This week's sermon from Mark 2:1-12 is a case study in felt needs. In this text a paralytic man is brought to Jesus by his friends. His felt need is obvious; he wants to be mobile again. His friends are radical in their desire to see Jesus do something for this need. They rip the ceiling out of Peter's house and drop the man down into the presence of Jesus.
But look at what Jesus does! He doesn't address the felt need and then preach the gospel to him. Instead, He has the audacity to talk about the man's sins being forgiven. What? He started with the gospel and only addressed the "felt need" under the scrutinizing eyes of the Pharisees and scribes. In the process He teaches and exemplifies the fact that He is God. He teaches that man's greatest needs are not his temporary felt needs, but the need for forgiveness of sins.

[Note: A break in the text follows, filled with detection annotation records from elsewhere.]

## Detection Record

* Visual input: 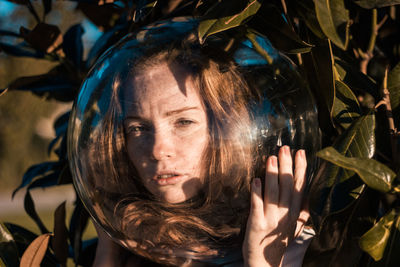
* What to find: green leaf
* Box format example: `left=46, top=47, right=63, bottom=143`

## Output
left=134, top=0, right=158, bottom=23
left=387, top=63, right=400, bottom=128
left=303, top=38, right=335, bottom=132
left=354, top=0, right=400, bottom=9
left=359, top=209, right=396, bottom=261
left=249, top=4, right=313, bottom=54
left=198, top=0, right=261, bottom=43
left=333, top=112, right=376, bottom=158
left=24, top=190, right=49, bottom=234
left=314, top=0, right=350, bottom=50
left=317, top=147, right=396, bottom=193
left=0, top=223, right=19, bottom=266
left=332, top=80, right=361, bottom=129
left=310, top=113, right=375, bottom=228
left=335, top=58, right=380, bottom=99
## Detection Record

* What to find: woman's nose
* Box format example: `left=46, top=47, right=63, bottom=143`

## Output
left=151, top=131, right=175, bottom=161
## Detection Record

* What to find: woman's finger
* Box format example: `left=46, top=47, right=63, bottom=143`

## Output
left=264, top=156, right=279, bottom=214
left=249, top=178, right=264, bottom=220
left=279, top=146, right=294, bottom=208
left=292, top=150, right=307, bottom=212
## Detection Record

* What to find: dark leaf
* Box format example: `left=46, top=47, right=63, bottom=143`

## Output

How unlike so much of what the modern church does in the United States! We might create a 40 day program (Paralytics with Purpose) and spring a version of the gospel on them at the end which downplays sin or ignores it altogether and call it evangelism. Or we might send a medical missionary to give this man some physical therapy and hope that he will wonder why the missionary is such a nice guy and ask him why he is giving him free health care. But this is not the model we have here. Jesus moved past the man's felt need and went to his real need. He saw beyond the temporal to deal with the eternal. Further, the Lord started with the gospel and didn't tack it on after the healing.
In this text there are a series of warnings for us regarding how we hear the Word of God (vss. 1-2) and encountering Jesus Christ (vss. 3-12). I hope that this message will challenge, encourage and equip you for the sake of His Kingdom.